His wandering gaze fell on the open writing desk, which in his misery he had forgotten to close. He went to it and shut down the lid.
Then he passed out of the room, took his hat from the rack in the hall, opened the front door, passed out, closed it behind him, and left the house forever.
Outside was pandemonium. The illuminations in the windows had died down, but the streets were full of revelers, too much exhilarated as yet to retire, even if they had any place to retire to; for on that summer night many visitors to the inauguration chose to stay out in the open air until morning rather than to leave the city and lose the show.
Once again the hum and buzz of many voices was broken by a shrill cry of:
“Hooray for Rothsay!” which was taken up by the chorus and echoed and re-echoed from one end to the other of the city, and from earth to sky.
Poor Rothsay himself passed out upon the sidewalk, unrecognized in the obscurity.
An empty hack was standing at the corner of the square, a few hundred feet from the house.
To this he went, and spoke to the man on the box:
“Is this hack engaged?”
“Yes, sah, it is—took by four gents as can’t get no lodgings at none of the hotels, nor yet boarding houses—no, sah. Dere dey is ober yonder in dat dere s’loon cross de street—yes, sah. But it don’t keep open, dat s’loon don’t, longer’n twelve o’clock—no, sah. It’s mos’ dat now, so dey’ll soon call for dis hack—yes, sah!”
Rothsay left the talkative hackman and passed on.
A hand touched him on the arm.
He turned and saw old Scythia, clothed in a long, black cloak of some thin stuff, with its hood drawn over her head.
Rothsay stared.
“Come, Rule! You have tested woman’s love to-day, and found it fail you; even as I tested man’s faith in the long ago, and found it wrong me! Come, Rule! You and I have had enough of falsehood and treachery! Let us shake the dust of civilization off our shoes! Come, Rule!”
CHAPTER VI.
THE WIDOWED BRIDE.
The amazement and confusion that followed the discovery of the mysterious disappearance of Governor-elect Regulas Rothsay, on the morning of the day of his intended inauguration, has been already described in an earlier chapter of this story.

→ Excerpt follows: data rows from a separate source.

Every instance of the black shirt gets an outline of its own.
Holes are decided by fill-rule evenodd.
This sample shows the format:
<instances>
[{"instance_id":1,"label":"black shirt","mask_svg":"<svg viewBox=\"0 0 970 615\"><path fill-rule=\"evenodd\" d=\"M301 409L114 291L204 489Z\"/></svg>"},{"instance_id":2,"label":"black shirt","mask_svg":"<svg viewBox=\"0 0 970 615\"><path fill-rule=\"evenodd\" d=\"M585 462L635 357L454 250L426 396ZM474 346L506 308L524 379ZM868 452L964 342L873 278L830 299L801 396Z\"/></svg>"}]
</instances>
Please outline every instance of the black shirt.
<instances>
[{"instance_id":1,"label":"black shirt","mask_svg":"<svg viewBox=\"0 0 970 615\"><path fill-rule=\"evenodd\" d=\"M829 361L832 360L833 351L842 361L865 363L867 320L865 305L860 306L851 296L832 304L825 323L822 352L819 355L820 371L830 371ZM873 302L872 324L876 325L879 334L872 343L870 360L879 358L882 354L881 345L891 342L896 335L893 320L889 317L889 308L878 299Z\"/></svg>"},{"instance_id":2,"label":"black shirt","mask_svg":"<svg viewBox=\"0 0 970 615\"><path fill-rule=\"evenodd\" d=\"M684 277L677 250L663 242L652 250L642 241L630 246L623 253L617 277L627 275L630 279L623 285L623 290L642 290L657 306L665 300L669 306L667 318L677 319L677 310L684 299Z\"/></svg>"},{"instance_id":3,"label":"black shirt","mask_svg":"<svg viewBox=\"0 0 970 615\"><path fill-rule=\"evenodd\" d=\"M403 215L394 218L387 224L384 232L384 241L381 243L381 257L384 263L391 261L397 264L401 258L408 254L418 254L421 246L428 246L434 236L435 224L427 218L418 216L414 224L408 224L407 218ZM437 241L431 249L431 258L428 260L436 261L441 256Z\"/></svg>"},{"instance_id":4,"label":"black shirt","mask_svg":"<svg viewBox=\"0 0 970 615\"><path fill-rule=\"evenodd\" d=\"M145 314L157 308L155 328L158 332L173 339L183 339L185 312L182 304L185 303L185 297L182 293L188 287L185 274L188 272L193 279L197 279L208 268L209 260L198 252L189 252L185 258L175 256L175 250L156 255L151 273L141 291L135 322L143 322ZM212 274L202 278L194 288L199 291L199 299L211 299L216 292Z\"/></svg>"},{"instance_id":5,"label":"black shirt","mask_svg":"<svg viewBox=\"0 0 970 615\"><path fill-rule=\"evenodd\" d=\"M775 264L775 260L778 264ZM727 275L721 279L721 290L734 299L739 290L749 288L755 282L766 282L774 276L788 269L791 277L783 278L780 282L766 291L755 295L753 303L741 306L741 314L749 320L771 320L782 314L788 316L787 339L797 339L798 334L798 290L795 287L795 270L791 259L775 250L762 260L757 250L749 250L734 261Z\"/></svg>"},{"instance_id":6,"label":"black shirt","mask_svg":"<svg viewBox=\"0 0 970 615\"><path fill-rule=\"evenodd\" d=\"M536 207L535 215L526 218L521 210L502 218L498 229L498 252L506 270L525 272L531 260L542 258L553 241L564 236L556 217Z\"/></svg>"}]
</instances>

The most searching inquiries were made in all directions without any satisfactory result.
Then advertisements were put in all the principal newspapers in all the chief towns and cities throughout the country, offering large rewards for any information that should lead to the discovery of the missing man or of his fate.
These in time drew forth letters from all points of the compass from people anxious to take a chance in this lottery of a reward, and who fabricated reports of the lost governor having been seen in this, that, or the other place, or of his body having been found here, there or elsewhere.